Opexa Therapeutics, Inc. (NASDAQ: OPXA), a biotechnology company developing Tcelna ®, a novel T-cell immunotherapy for the treatment of multiple sclerosis (MS), today announced that the Company has been featured in Neurology Reviews. The article, titled " Regulation May Be Impaired in Patients With Secondary Progressive MS,” was written by Erik Greb, the publication's senior associate editor, and presents data from Opexa’s Immune Monitoring program that is part of its ongoing Phase IIb Abili-T trial in Secondary Progressive MS (SPMS).
The article presents baseline data on Opexa’s Immune Monitoring Program that was previously presented at the 2013 Americas Committee for Treatment and Research in Multiple Sclerosis (ACTRIMS) meeting. The immune monitoring data will be used to assess the impact of Tcelna in SPMS patients compared to patients receiving placebo. Opexa’s data supports the finding that immune regulation appears to be impaired in individuals with SPMS. Opexa characterized the status of patients with SPMS entering the Phase IIb trial at baseline and compared the data sets to those of healthy donors. The results showed a marked difference between key biomarkers of inflammation, specifically TR1 and Treg cells, in patients suffering from SPMS versus healthy donors. The results corroborated findings in the literature and provide support for the assays being utilized by Opexa for the immune monitoring program.

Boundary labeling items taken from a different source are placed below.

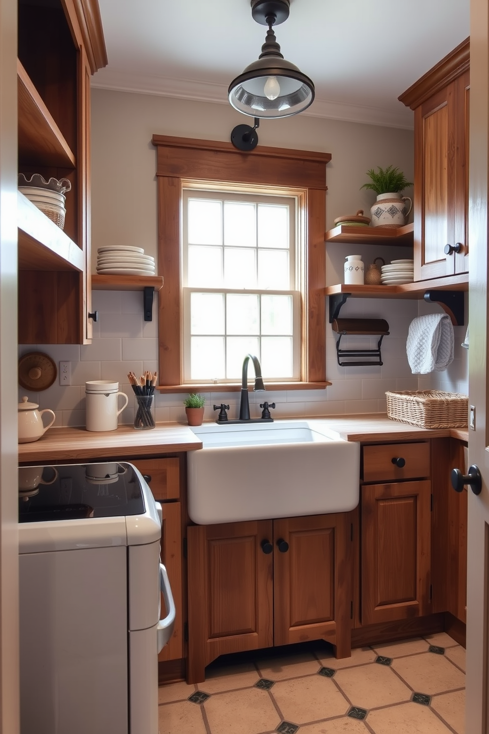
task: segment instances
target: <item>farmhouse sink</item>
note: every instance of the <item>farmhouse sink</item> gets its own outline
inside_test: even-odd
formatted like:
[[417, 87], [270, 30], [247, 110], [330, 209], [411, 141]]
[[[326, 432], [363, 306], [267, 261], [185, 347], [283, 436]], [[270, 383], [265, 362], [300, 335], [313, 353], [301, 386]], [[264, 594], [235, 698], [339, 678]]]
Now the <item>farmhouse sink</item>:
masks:
[[345, 512], [359, 504], [360, 445], [320, 420], [212, 424], [188, 454], [188, 515], [199, 525]]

“As part of our Phase IIb Abili-T trial, we are undertaking a comprehensive immune monitoring program for all patients enrolled in the study,” commented Donald Healey, PhD, Chief Scientific Officer at Opexa. “The goals of this program are to further understand the biology behind the mechanism of action for Tcelna and to possibly identify novel biomarkers that are dominant in the pathophysiology of SPMS patients. The program encompasses an analysis of various pro-inflammatory and anti-inflammatory biomarkers. We believe that the blinded data, which will be analyzed during the course of the trial, may potentially signal responders and non-responders when correlated with clinical data on completion of the Abili-T study.”